Так же, как когда-то в «Интервенции», Высоцкий целиком отдается захватившему его любимому делу. Он достраивает образ своего героя, подыскивая наиболее характерное и яркое. Вайнеровское
Он подсказывал другим исполнителям «характерность», он диктовал своим поведением в кадре ритм всего эпизода. Трогательную шепелявость Кирпичу-Садальскому подсказал тоже Высоцкий, а ему, в свою очередь, — его друг Вадим Туманов, который встречал прототипа Кирпича — карманника по кличке Тля — в свою лагерную бытность. Сам Садальский говорит, что эту роль ненавидит — приклеилась кличка «Кирпич». Но в то же время в глубине души соглашается: возможно, ничего другого так ярко не сыграл...

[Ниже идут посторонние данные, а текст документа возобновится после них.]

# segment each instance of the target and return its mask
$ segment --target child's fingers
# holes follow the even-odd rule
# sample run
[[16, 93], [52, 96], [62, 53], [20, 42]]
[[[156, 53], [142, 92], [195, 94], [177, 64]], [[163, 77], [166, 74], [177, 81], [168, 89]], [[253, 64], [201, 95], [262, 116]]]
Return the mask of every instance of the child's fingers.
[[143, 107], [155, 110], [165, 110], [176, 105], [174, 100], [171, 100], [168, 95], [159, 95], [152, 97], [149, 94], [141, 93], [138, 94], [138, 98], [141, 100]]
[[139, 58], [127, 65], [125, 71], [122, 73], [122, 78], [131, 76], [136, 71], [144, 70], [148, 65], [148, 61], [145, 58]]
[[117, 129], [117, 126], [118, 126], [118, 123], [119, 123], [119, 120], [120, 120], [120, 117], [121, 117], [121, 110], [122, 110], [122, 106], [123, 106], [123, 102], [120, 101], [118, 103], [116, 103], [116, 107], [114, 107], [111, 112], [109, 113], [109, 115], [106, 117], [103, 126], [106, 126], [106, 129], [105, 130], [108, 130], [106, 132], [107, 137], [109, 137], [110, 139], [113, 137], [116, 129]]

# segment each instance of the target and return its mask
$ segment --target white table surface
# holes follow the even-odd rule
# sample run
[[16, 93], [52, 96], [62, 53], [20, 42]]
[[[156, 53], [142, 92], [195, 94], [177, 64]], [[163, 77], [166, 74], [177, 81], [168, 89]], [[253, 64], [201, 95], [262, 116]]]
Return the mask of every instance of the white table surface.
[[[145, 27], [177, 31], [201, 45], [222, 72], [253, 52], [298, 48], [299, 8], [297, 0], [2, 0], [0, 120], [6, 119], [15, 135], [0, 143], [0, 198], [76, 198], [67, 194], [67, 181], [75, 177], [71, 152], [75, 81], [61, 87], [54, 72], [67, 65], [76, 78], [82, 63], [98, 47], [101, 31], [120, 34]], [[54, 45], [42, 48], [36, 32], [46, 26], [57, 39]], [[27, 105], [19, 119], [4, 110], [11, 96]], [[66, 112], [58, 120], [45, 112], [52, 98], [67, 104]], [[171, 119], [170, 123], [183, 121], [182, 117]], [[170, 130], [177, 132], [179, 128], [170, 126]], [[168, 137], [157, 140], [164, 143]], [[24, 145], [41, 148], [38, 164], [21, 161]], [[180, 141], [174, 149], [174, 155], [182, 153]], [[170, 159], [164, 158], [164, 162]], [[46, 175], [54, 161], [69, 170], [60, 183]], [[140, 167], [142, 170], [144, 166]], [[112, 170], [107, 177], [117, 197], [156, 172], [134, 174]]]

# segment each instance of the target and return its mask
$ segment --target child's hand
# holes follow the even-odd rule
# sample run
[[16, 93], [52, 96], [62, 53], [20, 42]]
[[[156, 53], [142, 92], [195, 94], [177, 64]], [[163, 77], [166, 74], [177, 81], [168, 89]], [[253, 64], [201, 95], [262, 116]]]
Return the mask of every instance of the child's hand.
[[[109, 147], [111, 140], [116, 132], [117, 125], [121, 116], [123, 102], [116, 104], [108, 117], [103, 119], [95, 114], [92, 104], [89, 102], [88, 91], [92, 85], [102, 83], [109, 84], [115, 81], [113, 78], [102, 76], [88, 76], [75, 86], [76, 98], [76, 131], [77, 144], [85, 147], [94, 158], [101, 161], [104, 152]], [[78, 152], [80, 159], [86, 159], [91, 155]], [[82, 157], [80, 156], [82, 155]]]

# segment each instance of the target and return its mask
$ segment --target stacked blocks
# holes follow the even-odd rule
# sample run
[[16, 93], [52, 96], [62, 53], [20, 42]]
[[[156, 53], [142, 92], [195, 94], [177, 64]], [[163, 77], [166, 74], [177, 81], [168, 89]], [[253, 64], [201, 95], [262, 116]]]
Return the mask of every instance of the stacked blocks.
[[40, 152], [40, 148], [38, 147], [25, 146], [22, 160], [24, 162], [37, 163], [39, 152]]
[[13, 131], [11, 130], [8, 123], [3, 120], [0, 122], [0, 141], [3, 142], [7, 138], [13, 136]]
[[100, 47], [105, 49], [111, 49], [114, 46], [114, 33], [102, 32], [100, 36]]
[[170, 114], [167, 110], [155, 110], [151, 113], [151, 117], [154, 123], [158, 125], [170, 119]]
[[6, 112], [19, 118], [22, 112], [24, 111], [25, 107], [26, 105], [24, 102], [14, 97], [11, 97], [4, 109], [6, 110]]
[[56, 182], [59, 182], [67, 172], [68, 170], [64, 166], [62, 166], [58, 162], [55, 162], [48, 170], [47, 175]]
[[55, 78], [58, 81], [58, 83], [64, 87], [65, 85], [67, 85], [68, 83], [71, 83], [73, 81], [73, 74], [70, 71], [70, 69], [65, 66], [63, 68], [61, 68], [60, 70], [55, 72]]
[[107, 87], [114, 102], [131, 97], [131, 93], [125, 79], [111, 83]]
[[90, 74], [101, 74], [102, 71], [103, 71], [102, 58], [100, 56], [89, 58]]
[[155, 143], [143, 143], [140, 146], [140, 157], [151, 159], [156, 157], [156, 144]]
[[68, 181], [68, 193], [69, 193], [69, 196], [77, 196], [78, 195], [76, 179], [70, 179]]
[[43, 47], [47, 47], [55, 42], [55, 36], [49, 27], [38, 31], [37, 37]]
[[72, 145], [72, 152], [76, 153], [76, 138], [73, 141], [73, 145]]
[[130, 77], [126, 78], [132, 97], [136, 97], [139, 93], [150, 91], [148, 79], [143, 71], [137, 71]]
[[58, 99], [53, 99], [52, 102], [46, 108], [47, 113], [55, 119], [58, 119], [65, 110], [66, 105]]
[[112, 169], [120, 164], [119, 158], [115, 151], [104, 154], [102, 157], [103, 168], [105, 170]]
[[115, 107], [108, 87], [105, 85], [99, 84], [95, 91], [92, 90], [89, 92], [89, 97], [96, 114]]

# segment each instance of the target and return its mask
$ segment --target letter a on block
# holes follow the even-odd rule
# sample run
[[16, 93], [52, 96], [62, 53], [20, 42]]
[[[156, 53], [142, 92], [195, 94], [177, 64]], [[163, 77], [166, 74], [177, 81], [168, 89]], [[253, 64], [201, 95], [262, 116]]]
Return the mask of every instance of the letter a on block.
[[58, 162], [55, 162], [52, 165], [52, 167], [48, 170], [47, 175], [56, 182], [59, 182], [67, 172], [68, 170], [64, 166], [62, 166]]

Поразительный сюжетный ход с фотографией любимой девушки, помещенной среди портретов кинозвезд, — это тоже режиссерская находка, подсказанная Высоцким авторам фильма.
Он переживал за друга — из-за травмы головы Абдулов не мог выучить длинный текст, не мог запомнить, что Высоцкого-Жеглова в кино зовут Глебом. Он называл его Стасом. В сцене, когда героя Абдулова выгоняют из милиции, Высоцкий стоял боком и тихо подсказывал другу нужные слова.
В конце июня во время съемок Говорухин вынужден был лететь в ГДР на фестиваль со своей предыдущей картиной «Ветер 'Надежды'» и доверил Высоцкому снять несколько эпизодов. Нужно было снять четыреста полезных метров пленки — это, примерно, 7 дней работы. Высоцкий, под воздействием давно копившегося режиссерского голода, снял материал за четыре дня. Партнеры почувствовали, что у него есть не только задатки режиссера, а и то, что он абсолютно готов к режиссерской работе. И когда вернулся Говорухин, группа встретила его словами: «Он нас замучил!»
С.Говорухин: «Привыкший использовать каждую секунду, он не мог себе позволить раскачиваться. В 9.00 он входил в павильон, а в 9.15 уже начинала крутиться камера. И никогда на полчаса раньше, чем кончалась смена, не уходил никто. В общем, если бы в этой декорации было не 400 метров, а в десять раз больше, то он за неделю моего отсутствия снял бы весь фильм... Все, что он снял, вошло в картину».